Le bonheur ici-bas tient à bien peu de chose.
Vous ne l’ignorez pas ; vous savez, d’après vous,
Que le sort au hasard porte souvent ses coups,
             Et que l’aquilon en courroux
             N’épargne pas même la rose.
 
Aussi n’êtes-vous pas de ces cœurs rigoureux
Qui, prompts à condamner ceux que le sort opprime,
   Dans un revers n’ont jamais vu qu’un crime ;
             Compatissante aux malheureux,
Étrangère aux calculs d’une froide prudence,
Aussi vous voyons-nous réparer envers eux
             Les oublis de la Providence.
 
Bien qu’à l’agneau tondu Dieu mesure le vent,
J’aime qu’une bergère ait un cœur secourable.
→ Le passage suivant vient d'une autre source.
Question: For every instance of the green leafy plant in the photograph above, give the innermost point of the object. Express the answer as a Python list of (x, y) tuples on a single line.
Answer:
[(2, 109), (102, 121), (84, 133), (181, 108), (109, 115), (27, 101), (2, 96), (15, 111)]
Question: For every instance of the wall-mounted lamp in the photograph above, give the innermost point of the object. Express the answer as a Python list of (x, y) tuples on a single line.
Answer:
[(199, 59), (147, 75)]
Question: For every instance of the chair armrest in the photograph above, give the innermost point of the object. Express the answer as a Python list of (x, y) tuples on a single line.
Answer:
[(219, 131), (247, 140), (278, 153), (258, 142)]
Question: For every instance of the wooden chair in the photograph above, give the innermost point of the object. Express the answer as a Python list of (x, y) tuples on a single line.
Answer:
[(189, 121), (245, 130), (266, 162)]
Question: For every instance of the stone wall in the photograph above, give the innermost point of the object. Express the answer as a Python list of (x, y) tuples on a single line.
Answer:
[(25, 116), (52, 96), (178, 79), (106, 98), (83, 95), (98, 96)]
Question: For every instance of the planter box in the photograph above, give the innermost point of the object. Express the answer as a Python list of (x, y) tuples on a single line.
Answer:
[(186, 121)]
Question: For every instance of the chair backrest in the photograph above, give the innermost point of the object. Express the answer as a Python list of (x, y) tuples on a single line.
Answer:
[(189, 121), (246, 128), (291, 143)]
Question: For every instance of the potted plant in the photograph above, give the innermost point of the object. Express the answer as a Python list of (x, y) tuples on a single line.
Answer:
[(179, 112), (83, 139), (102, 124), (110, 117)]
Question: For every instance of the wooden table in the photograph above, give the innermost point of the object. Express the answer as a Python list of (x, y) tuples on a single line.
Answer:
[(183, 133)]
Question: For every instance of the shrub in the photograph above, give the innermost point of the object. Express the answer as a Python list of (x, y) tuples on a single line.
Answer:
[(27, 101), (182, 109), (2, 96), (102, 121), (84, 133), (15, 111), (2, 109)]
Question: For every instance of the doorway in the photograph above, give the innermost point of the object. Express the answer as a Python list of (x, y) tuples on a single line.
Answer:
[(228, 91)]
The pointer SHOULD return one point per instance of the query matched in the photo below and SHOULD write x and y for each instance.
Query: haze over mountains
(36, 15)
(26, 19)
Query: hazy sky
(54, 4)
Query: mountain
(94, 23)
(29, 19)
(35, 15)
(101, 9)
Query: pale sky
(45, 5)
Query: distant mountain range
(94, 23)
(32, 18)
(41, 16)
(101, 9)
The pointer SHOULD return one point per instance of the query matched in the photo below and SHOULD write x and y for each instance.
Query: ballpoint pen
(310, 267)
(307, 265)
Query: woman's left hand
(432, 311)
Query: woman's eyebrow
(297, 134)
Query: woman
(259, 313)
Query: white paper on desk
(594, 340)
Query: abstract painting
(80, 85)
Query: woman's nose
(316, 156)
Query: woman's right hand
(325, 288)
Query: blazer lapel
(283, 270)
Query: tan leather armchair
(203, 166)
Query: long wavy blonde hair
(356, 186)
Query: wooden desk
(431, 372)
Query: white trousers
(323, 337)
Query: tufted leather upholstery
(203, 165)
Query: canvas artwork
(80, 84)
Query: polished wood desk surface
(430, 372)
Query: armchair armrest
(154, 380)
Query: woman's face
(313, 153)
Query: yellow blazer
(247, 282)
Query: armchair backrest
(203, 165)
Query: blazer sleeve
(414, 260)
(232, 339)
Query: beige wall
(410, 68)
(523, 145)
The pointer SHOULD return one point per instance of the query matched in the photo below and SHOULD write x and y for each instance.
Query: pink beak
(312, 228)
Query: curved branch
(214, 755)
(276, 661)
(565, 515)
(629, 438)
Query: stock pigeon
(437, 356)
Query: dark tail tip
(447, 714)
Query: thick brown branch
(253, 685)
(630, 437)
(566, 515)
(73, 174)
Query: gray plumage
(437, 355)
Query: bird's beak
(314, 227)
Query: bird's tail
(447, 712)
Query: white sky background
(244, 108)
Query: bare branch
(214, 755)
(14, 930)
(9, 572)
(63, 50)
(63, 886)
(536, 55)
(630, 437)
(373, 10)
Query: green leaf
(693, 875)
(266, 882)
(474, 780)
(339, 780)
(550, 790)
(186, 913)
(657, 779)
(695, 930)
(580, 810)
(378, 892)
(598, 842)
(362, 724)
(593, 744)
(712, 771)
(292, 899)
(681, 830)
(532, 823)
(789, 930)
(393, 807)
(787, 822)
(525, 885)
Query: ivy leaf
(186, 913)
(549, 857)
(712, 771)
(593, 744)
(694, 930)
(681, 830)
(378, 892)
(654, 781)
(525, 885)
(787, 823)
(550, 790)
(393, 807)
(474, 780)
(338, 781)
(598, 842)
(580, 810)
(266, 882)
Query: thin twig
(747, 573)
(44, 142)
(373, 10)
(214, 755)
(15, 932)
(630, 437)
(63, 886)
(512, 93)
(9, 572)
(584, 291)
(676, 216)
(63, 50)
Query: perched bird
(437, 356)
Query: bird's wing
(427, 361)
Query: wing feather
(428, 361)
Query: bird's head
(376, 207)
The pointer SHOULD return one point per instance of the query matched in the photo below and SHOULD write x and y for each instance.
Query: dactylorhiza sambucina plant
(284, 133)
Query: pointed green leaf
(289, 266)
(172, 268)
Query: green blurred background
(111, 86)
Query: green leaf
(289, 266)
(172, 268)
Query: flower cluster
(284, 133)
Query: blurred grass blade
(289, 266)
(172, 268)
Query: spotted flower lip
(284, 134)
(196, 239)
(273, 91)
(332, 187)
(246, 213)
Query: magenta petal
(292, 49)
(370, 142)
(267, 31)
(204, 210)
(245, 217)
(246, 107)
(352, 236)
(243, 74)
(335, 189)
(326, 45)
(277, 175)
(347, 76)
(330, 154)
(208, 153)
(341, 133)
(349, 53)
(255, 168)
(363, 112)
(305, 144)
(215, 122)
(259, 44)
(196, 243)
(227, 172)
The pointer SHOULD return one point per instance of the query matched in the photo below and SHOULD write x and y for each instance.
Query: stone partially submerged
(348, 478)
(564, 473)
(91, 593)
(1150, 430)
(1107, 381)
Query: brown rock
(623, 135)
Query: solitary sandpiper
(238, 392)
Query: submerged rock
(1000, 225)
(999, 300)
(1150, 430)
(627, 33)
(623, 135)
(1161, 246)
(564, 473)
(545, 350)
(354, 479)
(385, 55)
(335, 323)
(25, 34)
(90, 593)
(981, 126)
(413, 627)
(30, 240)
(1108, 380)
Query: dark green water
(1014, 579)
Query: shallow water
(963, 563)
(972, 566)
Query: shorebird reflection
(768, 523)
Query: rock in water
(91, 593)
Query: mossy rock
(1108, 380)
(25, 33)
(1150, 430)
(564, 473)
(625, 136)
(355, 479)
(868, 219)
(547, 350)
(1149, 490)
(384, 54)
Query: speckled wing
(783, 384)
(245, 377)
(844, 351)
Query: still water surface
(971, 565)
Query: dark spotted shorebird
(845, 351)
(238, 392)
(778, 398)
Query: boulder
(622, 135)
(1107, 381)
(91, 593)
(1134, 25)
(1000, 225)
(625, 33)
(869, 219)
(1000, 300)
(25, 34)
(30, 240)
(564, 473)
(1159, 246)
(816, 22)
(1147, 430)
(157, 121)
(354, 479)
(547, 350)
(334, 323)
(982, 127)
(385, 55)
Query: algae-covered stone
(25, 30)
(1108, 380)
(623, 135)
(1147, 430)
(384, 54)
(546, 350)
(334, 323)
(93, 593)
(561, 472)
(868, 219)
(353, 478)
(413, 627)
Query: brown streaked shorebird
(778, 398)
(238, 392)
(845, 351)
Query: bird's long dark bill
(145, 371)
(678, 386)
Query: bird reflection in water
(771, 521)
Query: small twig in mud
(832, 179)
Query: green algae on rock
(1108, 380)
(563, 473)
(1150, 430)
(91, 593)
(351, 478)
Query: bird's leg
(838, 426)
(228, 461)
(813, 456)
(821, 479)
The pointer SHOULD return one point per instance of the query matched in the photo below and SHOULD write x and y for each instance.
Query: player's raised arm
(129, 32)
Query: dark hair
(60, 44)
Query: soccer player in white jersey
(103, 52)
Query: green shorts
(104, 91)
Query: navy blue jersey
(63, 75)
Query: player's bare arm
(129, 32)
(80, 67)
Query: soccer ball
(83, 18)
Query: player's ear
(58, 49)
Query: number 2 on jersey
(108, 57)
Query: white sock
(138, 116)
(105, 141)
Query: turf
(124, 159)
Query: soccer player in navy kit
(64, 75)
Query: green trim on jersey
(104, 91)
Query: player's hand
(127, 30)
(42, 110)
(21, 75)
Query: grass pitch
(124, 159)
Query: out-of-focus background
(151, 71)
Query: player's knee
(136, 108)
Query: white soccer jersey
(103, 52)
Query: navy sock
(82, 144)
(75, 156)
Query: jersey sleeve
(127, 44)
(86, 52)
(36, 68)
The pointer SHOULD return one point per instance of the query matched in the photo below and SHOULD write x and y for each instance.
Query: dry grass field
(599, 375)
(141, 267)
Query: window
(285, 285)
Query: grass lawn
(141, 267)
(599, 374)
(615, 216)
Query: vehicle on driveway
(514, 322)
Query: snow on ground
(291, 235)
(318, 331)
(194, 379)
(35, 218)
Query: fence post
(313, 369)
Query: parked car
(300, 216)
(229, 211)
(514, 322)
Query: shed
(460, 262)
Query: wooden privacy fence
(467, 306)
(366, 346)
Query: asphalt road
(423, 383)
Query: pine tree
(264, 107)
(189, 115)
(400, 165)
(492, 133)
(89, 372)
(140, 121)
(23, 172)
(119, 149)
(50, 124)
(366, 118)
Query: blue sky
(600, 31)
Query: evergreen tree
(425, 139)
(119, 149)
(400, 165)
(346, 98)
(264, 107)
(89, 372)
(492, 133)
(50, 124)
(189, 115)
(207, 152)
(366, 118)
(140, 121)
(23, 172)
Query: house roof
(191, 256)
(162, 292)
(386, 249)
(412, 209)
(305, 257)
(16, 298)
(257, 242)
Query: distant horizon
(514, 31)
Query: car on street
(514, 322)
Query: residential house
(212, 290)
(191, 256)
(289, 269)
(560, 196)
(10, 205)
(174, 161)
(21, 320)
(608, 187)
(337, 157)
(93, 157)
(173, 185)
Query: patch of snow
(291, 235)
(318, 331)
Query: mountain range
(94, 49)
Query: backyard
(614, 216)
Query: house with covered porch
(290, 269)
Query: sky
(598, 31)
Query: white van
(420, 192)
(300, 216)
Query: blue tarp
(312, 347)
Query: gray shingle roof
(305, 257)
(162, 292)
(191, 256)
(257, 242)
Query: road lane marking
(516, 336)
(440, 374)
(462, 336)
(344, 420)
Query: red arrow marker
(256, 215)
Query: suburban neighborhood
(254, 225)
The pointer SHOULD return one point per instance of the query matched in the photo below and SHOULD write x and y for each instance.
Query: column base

Dieu ne souffle pas seul, hélas ! et plus souvent
Aux tondeurs qu’aux tondus le vent est favorable.
 
Au vent qui m’a fané reverdit Richelieu.
             Pauvres humains ! point de milieu :
             Oui, dans ce siècle impitoyable,
             Dès qu’on vous recommande à Dieu,
             C’est qu’on vous abandonne au diable.
 
Le doigt divin pourtant se révèle à moitié
Dans les maux dont il frappe une âme peu commune.
Didon devint meilleure au sein de l’infortune ;
En éprouvant la peine elle apprit la pitié.
             L’or s’épure ainsi dans la flamme.
Comme elle, belle et bonne, ah ! qu’il vous sied, madame,
D’apprendre à cette école autant qu’elle en apprit.
             C’est le propre d’un bon esprit,
             Tout autant que d’une belle âme.